One component of Habitat for Humanity’s program focuses on low-income residents in general; the other helps low-income seniors. The group will provide plans, materials, labor, and more to qualifying homeowners.
Santa Cruz County
Program: Accessory Dwelling Unit (ADU) Program
This coastal county gets along swimmingly with ADU builders, offering forgivable loans of up to $40,000 and waiving or reducing permitting fees. It also has partnered with Habitat for Humanity and Senior Network Services on the My House My Home initiative, to help elderly residents with deferred loans up to $80,000.
Program: The Block Project
Seattle is regularly named one of the top 10 richest cities in America—and regularly has one of the highest homeless populations. So it’s about time someone is leveraging the benefits of ADUs. The Block Project builds sustainable homes in underutilized backyards to combat homelessness in a dignified, supportive, and environmentally friendly way. It has an impressive network of partnerships with social service agencies, businesses, volunteers, and funders, including the grungy but socially conscious band Pearl Jam.
West Denver, Colorado
Program: West Denver Single Family Plus (WDSF+)

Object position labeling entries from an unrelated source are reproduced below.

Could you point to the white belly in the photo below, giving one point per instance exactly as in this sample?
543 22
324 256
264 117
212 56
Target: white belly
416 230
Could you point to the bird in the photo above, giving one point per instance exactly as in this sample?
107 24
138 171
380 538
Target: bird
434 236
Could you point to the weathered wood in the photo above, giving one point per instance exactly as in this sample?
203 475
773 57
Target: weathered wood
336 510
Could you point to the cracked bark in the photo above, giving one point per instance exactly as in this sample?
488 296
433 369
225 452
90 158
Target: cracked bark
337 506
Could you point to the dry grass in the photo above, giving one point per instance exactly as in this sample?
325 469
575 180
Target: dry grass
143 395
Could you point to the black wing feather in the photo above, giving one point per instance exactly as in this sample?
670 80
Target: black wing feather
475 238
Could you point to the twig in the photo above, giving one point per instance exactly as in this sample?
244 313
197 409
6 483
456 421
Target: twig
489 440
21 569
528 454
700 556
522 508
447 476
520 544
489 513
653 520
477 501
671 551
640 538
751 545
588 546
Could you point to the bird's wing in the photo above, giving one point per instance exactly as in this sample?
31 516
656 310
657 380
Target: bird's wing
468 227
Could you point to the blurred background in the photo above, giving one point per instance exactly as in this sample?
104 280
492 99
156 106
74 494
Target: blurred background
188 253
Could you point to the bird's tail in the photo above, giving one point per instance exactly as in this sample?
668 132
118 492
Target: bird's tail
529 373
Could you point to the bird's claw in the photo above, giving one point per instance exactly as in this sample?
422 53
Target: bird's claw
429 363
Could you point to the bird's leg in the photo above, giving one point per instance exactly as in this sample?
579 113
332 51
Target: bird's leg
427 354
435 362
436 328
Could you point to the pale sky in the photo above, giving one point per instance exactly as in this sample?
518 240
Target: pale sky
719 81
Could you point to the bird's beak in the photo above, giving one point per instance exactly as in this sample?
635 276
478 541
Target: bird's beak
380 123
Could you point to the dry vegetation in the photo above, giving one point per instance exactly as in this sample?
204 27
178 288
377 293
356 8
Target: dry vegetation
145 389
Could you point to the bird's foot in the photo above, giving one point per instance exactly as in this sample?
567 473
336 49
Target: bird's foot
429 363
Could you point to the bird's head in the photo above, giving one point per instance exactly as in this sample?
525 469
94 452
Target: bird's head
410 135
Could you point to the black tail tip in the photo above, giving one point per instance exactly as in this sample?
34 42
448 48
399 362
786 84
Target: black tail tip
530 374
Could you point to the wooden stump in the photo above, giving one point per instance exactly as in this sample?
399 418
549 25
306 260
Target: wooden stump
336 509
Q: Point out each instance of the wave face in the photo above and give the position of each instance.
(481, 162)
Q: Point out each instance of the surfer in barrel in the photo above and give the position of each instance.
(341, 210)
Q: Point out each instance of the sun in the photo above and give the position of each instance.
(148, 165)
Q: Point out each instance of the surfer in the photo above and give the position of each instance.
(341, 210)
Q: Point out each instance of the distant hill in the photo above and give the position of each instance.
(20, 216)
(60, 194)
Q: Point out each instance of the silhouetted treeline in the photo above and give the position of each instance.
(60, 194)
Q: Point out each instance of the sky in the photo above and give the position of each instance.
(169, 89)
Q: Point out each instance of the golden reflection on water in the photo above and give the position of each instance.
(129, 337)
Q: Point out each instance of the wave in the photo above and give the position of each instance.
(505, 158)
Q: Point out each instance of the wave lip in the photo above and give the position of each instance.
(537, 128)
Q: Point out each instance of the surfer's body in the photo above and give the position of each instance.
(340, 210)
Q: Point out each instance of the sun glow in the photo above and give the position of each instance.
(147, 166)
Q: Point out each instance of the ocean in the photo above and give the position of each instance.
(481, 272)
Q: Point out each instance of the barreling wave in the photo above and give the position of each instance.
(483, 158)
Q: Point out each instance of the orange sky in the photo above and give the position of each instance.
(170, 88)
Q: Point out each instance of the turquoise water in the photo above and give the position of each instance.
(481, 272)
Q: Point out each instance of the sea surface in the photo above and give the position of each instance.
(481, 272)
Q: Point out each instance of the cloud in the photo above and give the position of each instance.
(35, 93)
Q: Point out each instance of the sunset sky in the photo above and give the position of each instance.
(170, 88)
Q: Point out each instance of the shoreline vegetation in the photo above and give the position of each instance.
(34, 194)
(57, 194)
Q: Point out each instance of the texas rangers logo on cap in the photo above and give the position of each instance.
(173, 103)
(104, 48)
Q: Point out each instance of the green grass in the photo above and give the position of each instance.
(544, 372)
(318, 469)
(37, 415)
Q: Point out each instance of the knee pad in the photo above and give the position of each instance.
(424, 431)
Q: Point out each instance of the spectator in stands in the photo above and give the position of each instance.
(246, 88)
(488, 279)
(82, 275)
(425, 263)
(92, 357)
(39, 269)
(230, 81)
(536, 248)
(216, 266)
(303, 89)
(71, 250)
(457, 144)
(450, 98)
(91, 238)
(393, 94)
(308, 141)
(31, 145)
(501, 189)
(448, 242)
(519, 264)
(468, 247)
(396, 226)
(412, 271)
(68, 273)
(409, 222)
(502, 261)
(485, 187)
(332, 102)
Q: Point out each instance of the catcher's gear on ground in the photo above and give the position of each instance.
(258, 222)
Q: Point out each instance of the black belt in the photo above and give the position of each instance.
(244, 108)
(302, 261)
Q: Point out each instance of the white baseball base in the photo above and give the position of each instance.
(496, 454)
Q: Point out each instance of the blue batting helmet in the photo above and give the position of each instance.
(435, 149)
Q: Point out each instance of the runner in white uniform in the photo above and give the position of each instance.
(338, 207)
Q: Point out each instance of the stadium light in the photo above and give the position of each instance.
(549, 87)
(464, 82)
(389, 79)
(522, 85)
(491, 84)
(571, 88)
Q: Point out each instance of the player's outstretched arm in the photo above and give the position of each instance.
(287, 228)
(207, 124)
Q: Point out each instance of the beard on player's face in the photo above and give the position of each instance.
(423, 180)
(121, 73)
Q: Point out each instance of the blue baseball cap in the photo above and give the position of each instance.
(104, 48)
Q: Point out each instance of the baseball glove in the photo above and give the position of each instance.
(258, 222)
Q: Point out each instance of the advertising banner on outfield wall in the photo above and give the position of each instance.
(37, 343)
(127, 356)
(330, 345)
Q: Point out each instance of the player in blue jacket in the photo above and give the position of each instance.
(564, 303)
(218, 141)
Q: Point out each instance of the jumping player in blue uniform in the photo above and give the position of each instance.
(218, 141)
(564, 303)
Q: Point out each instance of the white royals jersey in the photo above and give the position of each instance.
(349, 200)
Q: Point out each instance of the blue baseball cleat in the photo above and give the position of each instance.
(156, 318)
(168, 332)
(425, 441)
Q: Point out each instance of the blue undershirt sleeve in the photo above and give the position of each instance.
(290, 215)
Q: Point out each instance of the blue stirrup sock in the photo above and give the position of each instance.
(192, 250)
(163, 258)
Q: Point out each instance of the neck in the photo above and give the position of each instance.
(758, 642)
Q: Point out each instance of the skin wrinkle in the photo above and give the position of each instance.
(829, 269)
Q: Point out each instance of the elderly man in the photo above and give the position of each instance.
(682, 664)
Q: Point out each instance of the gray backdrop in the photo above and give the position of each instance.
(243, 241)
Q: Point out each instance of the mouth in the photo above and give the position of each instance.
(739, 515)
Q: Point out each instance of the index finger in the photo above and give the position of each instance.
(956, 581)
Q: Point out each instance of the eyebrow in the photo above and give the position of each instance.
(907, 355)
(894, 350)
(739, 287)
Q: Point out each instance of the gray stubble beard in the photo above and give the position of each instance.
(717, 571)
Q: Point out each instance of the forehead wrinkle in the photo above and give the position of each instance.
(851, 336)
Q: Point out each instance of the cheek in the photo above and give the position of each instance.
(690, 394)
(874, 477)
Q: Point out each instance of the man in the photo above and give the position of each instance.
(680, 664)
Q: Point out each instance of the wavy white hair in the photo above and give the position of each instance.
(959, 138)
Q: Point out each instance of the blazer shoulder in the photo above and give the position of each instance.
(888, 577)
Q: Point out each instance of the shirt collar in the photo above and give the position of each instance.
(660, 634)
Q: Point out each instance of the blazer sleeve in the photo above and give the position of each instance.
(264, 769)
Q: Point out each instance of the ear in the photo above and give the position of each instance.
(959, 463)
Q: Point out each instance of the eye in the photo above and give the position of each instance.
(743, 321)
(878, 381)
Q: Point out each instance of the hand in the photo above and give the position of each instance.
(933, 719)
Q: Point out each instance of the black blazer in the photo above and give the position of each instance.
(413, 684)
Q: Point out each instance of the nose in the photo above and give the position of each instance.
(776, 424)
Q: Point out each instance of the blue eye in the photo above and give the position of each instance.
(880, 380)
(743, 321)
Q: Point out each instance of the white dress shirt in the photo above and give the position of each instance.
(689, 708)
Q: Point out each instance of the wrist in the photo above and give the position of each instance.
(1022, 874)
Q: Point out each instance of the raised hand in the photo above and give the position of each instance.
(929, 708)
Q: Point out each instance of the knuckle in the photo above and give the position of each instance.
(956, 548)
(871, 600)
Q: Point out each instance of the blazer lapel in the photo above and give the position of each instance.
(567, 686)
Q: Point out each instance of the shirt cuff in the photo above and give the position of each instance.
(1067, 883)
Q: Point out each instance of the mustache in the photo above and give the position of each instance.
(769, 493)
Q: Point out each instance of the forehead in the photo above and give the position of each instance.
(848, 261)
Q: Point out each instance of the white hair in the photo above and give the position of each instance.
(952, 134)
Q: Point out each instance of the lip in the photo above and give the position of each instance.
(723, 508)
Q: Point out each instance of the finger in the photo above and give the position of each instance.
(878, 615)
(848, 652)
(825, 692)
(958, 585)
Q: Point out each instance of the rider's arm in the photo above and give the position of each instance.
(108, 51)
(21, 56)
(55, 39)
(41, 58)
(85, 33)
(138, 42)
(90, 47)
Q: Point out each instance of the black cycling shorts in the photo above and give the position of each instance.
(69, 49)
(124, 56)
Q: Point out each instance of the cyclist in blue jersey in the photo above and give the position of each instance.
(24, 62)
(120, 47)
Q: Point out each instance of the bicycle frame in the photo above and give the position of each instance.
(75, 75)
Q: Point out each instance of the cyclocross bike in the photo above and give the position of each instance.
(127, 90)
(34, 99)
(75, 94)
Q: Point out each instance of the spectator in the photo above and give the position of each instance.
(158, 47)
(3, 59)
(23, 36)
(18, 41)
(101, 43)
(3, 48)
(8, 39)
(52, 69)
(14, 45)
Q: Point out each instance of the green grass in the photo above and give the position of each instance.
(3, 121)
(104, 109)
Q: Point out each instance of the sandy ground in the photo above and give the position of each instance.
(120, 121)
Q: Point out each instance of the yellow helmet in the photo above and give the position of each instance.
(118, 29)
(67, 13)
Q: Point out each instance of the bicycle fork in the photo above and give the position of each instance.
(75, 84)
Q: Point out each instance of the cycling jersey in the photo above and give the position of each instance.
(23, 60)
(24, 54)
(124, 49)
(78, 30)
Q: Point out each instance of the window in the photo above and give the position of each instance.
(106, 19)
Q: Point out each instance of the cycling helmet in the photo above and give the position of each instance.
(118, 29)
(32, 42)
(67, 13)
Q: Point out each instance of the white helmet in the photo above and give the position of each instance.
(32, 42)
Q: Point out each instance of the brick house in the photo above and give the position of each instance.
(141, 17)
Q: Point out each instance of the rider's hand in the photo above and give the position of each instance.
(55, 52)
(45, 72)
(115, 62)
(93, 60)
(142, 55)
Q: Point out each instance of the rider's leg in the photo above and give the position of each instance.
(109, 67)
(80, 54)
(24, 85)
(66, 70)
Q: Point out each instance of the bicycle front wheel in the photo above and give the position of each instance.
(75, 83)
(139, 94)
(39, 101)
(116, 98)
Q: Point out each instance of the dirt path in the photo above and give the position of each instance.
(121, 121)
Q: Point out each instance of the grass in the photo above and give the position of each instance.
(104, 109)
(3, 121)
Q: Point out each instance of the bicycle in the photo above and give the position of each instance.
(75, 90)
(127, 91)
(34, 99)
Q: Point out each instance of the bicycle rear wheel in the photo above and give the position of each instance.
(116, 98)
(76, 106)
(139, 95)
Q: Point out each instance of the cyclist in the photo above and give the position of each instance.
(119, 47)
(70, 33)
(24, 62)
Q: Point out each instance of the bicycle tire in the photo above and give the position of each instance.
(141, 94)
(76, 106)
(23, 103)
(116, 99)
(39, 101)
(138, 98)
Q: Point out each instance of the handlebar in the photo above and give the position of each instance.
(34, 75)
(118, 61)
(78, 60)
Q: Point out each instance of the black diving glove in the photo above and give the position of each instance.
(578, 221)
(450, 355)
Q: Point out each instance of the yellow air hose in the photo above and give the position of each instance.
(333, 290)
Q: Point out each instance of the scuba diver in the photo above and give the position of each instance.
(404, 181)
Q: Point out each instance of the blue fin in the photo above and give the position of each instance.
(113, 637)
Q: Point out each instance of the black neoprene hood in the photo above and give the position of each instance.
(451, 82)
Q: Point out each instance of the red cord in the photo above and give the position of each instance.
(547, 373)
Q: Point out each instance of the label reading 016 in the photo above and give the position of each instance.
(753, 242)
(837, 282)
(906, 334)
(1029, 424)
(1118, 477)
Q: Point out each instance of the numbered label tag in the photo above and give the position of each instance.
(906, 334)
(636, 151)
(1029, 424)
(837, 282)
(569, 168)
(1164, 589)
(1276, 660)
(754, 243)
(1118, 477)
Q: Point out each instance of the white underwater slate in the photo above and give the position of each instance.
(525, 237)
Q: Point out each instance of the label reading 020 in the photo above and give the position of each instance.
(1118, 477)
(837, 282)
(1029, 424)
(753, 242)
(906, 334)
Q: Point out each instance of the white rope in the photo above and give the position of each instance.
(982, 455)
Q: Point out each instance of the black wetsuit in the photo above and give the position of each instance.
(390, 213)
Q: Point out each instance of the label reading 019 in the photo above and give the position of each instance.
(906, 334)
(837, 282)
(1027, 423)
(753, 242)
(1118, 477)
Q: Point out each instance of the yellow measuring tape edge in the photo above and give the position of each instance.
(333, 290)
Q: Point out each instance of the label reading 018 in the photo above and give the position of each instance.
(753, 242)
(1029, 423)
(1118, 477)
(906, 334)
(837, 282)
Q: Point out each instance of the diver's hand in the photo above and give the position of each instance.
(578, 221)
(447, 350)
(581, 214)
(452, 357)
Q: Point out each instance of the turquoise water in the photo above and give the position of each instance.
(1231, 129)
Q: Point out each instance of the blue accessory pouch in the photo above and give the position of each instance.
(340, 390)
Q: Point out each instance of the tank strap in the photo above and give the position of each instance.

The West Denver Renaissance Coalition (WDRC) doesn’t just offer WDSF+ pilot program to help low- and moderate-income homeowners finance ADUs. It offers work sessions to walk people through financing and site prep, a handy guidebook to building ADUs specifically in West Denver, and a website with info in both English and Spanish. What it doesn’t have: a short and catchy name for its ADU initiative.
And that’s not all, folks
Other cities are promoting ADU building with expedited processing of permitting applications for pre-approved plans, nonfinancial incentives (such as exceeding the maximum square footage), and a slew of resources to guide homeowners through the building process. Reach out to your local government and any advocacy organizations to see if any would benefit you!